Token Station

One API key, one format — access every model across 12 AI providers.

OpenAI 1.2B tkns Anthropic 980M tkns Gemini 870M tkns Groq 650M tkns xAI 420M tkns Bailian 380M tkns ALL SYSTEMS OK 4.5B TOKENS MAIN DISPLAY 99%
Get Started Available Models
🔌
OpenAI Compatible API
🧪
12 Model Labs
🤖
100+ Models
💬
Chat & Reasoning
👨‍💻
Coding
🛠️
Agentic Tools & Skills
🔗
MCPs
👁️
Image Understanding
🎨
Image Creation
🎬
Video Creation
🎤
Speech to Text
🔊
Text to Speech

Supported APIs

Chat Completions — OpenAI-compatible universal LLM API /v1/chat/completions

Works with every LLM provider. Send OpenAI-format requests — the gateway translates to each provider's native format when needed, and preserves raw OpenAI request bytes for native OpenAI traffic. Supports text, images, streaming, and tool use.
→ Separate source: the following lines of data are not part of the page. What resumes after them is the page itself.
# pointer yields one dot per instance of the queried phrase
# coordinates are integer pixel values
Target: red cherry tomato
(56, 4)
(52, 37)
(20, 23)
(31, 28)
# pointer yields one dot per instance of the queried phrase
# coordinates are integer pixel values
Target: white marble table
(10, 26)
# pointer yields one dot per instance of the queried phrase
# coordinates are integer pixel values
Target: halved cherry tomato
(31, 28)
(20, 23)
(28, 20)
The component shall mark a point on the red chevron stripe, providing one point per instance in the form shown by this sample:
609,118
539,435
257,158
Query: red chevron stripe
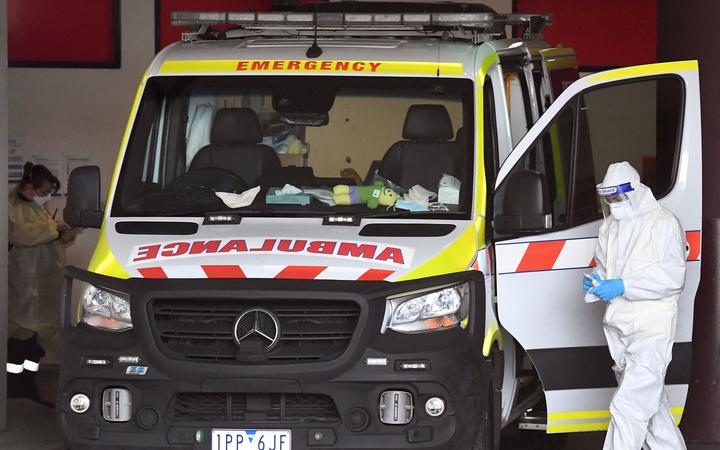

curl -X POST http://GATEWAY/v1/chat/completions \
  -H "Content-Type: application/json" \
  -H "Authorization: Bearer gw-YOUR_KEY" \
  -d '{
    "model": "openai/gpt-5.4",
    "messages": [
      {"role": "system", "content": "You are helpful."},
      {"role": "user", "content": [
        {"type": "text", "text": "What is in this image?"},
        {"type": "image_url", "image_url": {"url": "https://example.com/photo.jpg"}}
      ]}
    ],
    "max_completion_tokens": 1024,
    "stream": true
  }'
from openai import OpenAI

client = OpenAI(
    base_url="http://GATEWAY/v1",
    api_key="gw-YOUR_KEY"
)

response = client.chat.completions.create(
    model="openai/gpt-5.4",
    messages=[
        {"role": "system", "content": "You are helpful."},
        {"role": "user", "content": [
            {"type": "text", "text": "What is in this image?"},
            {"type": "image_url", "image_url": {"url": "https://example.com/photo.jpg"}}
        ]}
    ],
    max_completion_tokens=1024,
    stream=True
)

for chunk in response:
    if chunk.choices[0].delta.content:
        print(chunk.choices[0].delta.content, end="")
Responses API — OpenAI-compatible universal LLM API /v1/responses

Stateless /v1/responses works with every LLM provider. The gateway uses the native Responses endpoint where available (OpenAI, Groq, xAI, Bailian, Codex) and translates to Anthropic Messages or OpenAI Chat Completions behind the scenes for the rest. Stateful usage — threading reasoning continuity across turns via encrypted_content or Anthropic thinking blocks — is only preserved on providers that natively support it (OpenAI, OpenAI Codex, Anthropic, Claude Code); see the model list for the Stateful badge.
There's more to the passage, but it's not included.